Of course, there was always hope for God’s people. The Lord never fails to keep His promises, so there was never any real doubt that God’s people would finally enjoy a grand and glorious future (Gen. 22:1–18; Mic. 4:1–5; Heb. 6:13–18). During the postexilic period, the Lord intervened to confirm this hope, using a pair of unlikely heroes and very ordinary means to preserve His people. This story is told in the last of the Old Testament Historical Books—Esther.
The book of Esther begins in 483 BC with a story of the Persian king in the winter capital of Susa. The Hebrew name for this king is Ahasuerus. He is better known as Xerxes I, and he reigned from 486 to 465 BC, so the events described in Esther took place before the work of Ezra and Nehemiah (which began in 458 BC). Xerxes is known from other historical records for attempting to conquer the Greeks, who were then rising in power, as well as for his court’s lavish wealth.
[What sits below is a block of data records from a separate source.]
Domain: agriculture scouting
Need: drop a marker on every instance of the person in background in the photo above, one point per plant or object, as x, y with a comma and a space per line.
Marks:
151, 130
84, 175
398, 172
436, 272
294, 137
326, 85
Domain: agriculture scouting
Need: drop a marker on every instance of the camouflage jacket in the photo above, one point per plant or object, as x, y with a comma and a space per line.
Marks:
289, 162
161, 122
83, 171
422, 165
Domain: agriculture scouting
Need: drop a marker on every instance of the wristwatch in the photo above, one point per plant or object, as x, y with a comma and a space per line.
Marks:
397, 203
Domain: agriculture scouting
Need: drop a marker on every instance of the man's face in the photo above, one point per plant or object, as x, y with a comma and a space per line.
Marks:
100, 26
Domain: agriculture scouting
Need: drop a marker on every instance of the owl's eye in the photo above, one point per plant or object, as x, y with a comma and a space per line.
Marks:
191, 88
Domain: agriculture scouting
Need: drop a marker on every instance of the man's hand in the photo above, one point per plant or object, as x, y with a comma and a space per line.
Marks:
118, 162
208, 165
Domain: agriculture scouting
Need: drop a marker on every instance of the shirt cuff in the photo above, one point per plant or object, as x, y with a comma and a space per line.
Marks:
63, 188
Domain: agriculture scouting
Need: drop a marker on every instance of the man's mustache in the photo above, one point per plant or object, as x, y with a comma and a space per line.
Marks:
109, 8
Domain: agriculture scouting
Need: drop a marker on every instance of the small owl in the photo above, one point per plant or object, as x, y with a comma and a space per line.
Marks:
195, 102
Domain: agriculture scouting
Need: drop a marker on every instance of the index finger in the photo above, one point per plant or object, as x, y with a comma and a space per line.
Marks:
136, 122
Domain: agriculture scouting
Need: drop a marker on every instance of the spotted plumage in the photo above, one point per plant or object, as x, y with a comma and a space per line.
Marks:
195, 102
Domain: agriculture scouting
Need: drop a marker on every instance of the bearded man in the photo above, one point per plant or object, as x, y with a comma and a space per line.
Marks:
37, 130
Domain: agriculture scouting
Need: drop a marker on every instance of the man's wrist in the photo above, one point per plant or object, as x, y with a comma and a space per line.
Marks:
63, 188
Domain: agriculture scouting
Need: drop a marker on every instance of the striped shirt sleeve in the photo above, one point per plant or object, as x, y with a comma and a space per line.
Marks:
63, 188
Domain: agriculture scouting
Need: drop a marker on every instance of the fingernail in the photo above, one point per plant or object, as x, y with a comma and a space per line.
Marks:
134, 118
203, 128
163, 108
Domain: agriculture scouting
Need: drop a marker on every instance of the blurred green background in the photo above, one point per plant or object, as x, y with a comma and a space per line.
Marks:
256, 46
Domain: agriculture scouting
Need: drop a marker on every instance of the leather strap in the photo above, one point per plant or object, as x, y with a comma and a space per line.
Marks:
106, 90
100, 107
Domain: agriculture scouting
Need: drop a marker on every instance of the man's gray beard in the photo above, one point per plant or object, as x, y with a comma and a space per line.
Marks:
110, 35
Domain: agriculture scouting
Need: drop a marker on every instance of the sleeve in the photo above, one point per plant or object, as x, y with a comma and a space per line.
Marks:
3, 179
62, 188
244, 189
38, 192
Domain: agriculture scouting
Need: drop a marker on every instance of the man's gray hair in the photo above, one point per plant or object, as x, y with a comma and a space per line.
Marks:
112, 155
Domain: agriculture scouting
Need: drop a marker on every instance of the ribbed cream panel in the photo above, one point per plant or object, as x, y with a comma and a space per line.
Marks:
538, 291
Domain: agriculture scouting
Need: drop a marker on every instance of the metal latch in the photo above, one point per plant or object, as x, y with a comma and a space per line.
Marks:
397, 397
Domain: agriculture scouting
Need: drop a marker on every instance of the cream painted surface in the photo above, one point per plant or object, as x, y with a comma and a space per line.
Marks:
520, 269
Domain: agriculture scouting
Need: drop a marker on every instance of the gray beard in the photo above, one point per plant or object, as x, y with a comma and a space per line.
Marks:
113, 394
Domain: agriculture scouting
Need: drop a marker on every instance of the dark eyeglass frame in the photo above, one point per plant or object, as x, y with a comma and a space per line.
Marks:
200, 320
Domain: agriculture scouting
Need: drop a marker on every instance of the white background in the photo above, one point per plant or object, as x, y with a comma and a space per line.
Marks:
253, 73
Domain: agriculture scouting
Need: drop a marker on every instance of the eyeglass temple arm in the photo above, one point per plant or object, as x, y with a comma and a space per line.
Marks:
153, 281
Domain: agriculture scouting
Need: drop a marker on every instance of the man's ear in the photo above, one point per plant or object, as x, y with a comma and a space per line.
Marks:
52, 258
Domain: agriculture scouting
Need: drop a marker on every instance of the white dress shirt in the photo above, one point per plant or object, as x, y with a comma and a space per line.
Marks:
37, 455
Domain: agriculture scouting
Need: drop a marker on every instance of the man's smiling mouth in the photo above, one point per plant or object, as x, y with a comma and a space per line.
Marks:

Xerxes—Ahasuerus—held a banquet in 483 BC as he was preparing to go to war with Greece. This is the banquet described in Esther 1, and the king’s intent was to rally the leaders of Persia to support him in his attempts to conquer the Greeks. The author of Esther describes in great detail the setting of the banquet, painting a picture of the great wealth and power of Persia by describing the rich adornments at the feast (Est. 1:1–8). If we put ourselves in the shoes of a Jew living in the Persian Empire at the time, we are impressed by the power of the king.
During the banquet, Ahasuerus called for his wife, Queen Vashti, to appear, likely to encourage patriotic fervor. But she refused, and to avoid embarrassment, the king had to make a law making it clear that such disrespect would not be tolerated in the palace or, by extension, anywhere in Persia (vv. 9–22). This episode would have caused the Jews at that time to wonder about the king of Persia. Is he really so mighty? He cannot even control his own household. Perhaps he is not so terrifying after all.